A simple CNN for the MNIST dataset – IX – filter visualization at a convolutional layer

In the last article I explained the code to visualize patterns which trigger a chosen feature map of a trained CNN strongly. In this series we work with the MNIST data but the basic principles can be modified, extended and applied to other typical data sets (as e.g. the Cifar set).

A simple CNN for the MNIST dataset – VIII – filters and features – Python code to visualize patterns which activate a map strongly
A simple CNN for the MNIST dataset – VII – outline of steps to visualize image patterns which trigger filter maps
A simple CNN for the MNIST dataset – VI – classification by activation patterns and the role of the CNN’s MLP part
A simple CNN for the MNIST dataset – V – about the difference of activation patterns and features
A simple CNN for the MNIST dataset – IV – Visualizing the output of convolutional layers and maps
A simple CNN for the MNIST dataset – III – inclusion of a learning-rate scheduler, momentum and a L2-regularizer
A simple CNN for the MNIST datasets – II – building the CNN with Keras and a first test
A simple CNN for the MNIST datasets – I – CNN basics

We shall now apply our visualization code for some selected maps on the last convolutional layer of our CNN structure. We run the code and do the plotting in a Jupyter environment. To create an image of an OIP-pattern which activates a map after passing its filters is a matter of a second at most.
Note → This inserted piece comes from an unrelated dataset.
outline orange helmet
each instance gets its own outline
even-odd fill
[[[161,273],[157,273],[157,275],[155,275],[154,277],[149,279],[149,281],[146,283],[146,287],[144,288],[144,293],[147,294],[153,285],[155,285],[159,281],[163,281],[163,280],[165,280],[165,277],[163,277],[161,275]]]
Our algorithm will evolve patterns out of a seemingly initial "chaos" - but it will not do so for all combinations of statistical input data and a chosen map. We shall investigate this problem in more depth in the next articles. In the present article I first want to present you selected OIP-pattern images for very many of the 128 feature maps on the third layer of my simple CNN which I had trained on the MNIST data set for digits.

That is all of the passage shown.